If you lead a commercial transportation company, you’re heading toward one of two starkly different futures. If you run Carrier A, you continue to travel down the path you’ve been on. You provide shippers with cheap and reliable service using established product and performance definitions and metrics. If you run Carrier B, you embrace innovation. Your business bears only passing resemblance to what it was before. By adopting aspects of advanced vehicle-related IT systems, automated fleet management, cloud-based data analytics, robotics, location detection, and autonomous vehicle technologies, you have gained the flexibility and capabilities to shift gears and focus on the most profitable services based on your customers’ ever-changing needs.

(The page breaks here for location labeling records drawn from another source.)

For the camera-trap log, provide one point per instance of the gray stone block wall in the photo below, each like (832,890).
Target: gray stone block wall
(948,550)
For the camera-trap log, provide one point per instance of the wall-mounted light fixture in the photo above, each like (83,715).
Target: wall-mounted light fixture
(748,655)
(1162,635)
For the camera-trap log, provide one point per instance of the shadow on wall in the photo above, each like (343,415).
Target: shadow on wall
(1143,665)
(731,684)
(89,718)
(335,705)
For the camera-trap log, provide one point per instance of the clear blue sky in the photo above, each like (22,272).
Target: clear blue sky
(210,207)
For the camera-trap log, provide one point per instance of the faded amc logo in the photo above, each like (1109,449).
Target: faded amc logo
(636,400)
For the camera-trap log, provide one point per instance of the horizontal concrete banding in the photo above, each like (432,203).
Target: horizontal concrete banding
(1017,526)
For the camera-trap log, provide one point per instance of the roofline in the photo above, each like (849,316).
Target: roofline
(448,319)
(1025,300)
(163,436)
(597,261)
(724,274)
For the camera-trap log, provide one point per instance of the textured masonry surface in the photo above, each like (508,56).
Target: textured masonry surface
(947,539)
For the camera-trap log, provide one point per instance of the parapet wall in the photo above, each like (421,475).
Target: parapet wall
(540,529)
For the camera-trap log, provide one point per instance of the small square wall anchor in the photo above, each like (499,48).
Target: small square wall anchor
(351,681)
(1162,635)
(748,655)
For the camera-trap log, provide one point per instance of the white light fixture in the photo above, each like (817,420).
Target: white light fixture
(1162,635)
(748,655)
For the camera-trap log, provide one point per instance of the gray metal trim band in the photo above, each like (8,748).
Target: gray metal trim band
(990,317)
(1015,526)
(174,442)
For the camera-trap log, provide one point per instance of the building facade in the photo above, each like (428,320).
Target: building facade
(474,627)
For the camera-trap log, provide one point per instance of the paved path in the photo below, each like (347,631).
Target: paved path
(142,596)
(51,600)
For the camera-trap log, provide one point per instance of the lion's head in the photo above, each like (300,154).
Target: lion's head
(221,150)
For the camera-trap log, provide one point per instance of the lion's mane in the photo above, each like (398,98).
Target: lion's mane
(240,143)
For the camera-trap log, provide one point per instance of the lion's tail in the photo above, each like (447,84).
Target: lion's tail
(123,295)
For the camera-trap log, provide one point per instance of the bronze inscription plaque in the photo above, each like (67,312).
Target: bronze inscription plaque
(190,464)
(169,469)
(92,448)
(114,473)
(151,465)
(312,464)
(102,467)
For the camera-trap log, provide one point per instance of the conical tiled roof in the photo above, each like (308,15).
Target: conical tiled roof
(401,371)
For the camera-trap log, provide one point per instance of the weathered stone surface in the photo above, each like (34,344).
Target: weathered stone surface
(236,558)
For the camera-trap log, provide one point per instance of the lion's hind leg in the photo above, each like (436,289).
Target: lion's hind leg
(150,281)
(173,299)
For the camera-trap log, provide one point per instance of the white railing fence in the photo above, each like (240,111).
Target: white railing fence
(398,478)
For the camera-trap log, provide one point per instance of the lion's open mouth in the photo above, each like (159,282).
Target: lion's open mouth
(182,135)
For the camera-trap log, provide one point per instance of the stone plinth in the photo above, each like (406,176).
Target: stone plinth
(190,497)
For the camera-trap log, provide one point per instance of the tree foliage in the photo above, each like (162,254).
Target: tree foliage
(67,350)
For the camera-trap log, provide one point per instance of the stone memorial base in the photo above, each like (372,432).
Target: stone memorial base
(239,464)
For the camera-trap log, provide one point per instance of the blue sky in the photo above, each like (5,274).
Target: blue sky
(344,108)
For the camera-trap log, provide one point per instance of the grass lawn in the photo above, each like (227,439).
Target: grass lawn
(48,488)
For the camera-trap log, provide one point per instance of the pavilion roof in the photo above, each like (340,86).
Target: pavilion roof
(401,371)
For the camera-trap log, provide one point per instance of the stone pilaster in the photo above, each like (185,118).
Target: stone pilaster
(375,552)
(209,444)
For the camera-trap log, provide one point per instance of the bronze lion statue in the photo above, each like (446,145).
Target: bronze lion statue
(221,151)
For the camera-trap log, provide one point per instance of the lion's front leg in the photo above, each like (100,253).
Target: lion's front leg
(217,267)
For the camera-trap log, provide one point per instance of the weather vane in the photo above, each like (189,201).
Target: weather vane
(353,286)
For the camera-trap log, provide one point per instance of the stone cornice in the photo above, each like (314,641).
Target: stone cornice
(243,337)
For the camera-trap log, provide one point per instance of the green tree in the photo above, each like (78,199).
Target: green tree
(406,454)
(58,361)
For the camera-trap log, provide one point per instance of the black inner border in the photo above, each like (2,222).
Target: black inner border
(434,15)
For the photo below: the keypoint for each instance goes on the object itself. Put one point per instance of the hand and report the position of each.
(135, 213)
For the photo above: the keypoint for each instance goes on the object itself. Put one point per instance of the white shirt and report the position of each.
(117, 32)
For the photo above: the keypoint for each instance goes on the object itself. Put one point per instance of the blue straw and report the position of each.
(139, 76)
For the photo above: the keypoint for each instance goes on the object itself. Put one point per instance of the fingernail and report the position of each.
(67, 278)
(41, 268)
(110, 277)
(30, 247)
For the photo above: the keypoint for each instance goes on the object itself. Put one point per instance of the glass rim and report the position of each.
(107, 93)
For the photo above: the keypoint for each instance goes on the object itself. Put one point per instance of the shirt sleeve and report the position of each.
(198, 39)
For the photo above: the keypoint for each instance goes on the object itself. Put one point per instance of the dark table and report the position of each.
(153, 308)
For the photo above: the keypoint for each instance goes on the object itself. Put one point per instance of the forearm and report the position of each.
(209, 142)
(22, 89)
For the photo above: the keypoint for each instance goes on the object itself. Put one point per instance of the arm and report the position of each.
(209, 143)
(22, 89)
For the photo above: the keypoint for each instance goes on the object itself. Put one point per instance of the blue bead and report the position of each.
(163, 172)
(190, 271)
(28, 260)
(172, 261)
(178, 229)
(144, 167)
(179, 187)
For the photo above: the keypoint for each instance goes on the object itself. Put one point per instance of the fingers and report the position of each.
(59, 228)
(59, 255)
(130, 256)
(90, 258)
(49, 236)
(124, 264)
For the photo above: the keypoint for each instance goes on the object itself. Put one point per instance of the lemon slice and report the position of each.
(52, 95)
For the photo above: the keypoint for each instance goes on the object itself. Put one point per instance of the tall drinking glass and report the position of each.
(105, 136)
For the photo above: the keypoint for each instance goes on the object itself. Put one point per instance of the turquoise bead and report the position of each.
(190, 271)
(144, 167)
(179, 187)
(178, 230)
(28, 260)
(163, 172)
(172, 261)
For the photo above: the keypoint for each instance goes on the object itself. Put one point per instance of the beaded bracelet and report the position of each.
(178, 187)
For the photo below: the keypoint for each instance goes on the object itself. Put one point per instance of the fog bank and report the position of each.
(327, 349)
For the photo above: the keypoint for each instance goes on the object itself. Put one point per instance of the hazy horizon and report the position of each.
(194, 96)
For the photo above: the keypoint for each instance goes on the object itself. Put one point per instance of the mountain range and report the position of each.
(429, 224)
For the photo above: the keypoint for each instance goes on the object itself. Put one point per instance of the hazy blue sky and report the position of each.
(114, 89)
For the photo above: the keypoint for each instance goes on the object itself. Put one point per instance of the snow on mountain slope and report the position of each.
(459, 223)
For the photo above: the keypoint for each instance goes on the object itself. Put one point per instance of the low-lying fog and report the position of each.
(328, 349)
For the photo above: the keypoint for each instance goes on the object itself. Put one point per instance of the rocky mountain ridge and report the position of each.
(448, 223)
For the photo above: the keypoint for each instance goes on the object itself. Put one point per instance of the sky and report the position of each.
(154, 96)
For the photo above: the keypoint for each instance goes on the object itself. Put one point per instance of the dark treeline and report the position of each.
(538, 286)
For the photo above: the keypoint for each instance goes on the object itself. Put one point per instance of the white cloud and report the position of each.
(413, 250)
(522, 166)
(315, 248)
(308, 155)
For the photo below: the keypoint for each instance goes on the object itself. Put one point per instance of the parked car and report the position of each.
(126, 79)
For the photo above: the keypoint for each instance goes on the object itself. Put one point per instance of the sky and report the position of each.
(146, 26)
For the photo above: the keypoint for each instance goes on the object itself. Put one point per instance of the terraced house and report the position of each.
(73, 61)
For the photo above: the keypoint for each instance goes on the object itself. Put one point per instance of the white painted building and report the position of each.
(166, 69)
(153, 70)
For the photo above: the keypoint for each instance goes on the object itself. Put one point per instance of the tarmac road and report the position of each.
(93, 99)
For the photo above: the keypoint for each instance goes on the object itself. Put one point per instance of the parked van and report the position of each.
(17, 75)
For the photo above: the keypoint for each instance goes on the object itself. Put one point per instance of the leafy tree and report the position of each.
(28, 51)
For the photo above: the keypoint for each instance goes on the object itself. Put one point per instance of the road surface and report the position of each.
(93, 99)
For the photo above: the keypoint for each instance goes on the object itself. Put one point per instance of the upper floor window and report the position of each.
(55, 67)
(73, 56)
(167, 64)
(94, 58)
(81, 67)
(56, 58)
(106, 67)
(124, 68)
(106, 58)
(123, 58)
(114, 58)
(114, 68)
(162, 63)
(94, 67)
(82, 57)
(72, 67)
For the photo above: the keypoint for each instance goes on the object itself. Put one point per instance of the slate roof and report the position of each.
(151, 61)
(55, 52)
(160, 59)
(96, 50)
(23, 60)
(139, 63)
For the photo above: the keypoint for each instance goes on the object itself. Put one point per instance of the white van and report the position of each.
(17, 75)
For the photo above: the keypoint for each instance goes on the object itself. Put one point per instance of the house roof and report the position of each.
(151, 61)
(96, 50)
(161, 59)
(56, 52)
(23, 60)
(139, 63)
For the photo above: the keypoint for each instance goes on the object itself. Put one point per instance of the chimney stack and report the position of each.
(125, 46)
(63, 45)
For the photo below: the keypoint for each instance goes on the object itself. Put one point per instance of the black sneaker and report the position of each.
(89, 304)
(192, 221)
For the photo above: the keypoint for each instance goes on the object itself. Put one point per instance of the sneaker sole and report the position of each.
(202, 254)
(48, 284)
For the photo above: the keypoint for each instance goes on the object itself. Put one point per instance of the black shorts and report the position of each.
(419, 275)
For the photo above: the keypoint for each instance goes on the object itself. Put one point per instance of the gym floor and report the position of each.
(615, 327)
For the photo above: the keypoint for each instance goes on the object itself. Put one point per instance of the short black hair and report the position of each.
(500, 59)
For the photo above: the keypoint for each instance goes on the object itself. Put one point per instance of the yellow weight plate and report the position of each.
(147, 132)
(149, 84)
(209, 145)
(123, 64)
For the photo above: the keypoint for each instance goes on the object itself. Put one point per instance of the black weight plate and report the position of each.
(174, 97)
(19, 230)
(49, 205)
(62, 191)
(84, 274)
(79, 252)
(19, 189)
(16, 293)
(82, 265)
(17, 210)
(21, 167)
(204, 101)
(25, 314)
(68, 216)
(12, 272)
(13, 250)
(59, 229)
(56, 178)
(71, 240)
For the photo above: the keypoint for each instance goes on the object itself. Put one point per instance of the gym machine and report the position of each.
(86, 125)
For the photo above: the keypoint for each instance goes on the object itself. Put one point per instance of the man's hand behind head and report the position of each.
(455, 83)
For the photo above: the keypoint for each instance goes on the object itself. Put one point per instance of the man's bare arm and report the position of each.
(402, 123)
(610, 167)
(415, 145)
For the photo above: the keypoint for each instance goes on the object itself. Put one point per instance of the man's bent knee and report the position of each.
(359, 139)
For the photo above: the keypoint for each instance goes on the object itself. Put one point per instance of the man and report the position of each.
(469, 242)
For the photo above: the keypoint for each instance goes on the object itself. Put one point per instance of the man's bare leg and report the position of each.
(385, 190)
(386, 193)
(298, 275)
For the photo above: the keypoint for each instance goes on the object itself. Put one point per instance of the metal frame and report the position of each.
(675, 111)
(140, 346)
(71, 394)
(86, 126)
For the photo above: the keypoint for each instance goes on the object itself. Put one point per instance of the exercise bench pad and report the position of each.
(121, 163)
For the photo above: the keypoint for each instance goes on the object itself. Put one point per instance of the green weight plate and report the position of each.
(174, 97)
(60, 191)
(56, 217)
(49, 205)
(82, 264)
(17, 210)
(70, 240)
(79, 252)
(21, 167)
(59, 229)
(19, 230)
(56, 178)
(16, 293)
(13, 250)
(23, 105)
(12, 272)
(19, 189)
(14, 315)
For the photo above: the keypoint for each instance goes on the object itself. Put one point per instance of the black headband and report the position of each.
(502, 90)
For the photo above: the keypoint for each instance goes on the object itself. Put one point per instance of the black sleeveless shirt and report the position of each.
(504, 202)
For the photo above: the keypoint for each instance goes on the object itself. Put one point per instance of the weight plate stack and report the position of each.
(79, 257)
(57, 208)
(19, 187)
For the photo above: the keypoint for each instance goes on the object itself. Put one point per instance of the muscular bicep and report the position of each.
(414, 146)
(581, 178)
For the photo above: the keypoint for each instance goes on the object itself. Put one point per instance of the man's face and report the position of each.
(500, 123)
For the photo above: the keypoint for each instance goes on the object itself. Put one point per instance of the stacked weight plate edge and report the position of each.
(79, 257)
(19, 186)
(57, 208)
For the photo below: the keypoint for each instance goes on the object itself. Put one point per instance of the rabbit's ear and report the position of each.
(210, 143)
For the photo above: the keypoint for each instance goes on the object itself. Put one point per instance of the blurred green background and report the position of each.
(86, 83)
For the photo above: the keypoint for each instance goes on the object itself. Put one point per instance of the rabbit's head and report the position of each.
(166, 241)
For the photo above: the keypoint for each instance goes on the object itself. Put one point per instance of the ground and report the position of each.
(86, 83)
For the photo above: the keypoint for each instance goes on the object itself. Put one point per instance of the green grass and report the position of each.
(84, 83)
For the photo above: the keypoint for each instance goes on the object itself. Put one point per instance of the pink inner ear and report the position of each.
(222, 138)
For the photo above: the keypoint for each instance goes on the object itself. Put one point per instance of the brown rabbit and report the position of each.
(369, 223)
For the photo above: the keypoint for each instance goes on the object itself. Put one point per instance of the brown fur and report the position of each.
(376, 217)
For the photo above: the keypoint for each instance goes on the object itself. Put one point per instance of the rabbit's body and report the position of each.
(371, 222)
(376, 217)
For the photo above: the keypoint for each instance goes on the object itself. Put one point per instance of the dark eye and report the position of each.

The outcomes are all too obvious: Carrier A earns lower and lower margins, faces commoditization, and, quite possibly, is eventually rendered obsolete by more technologically adept competitors. Carrier B becomes a strategic partner to shippers with a growing market share while expanding the quality and breadth of its services.
It was possible before now to avoid making a choice, but no longer. 2016 was a breakout year for new technologies in the commercial transport industry, even while many companies still resisted them. Although information systems have been disrupting carrier operations and logistics for years — compelling companies to develop sophisticated data networks that respond ever more quickly to customer shipment demands, track shipments more transparently, and offer faster and more definitive delivery schedules — only now are these technologies being implemented by a raft of new competitors with fresh business models.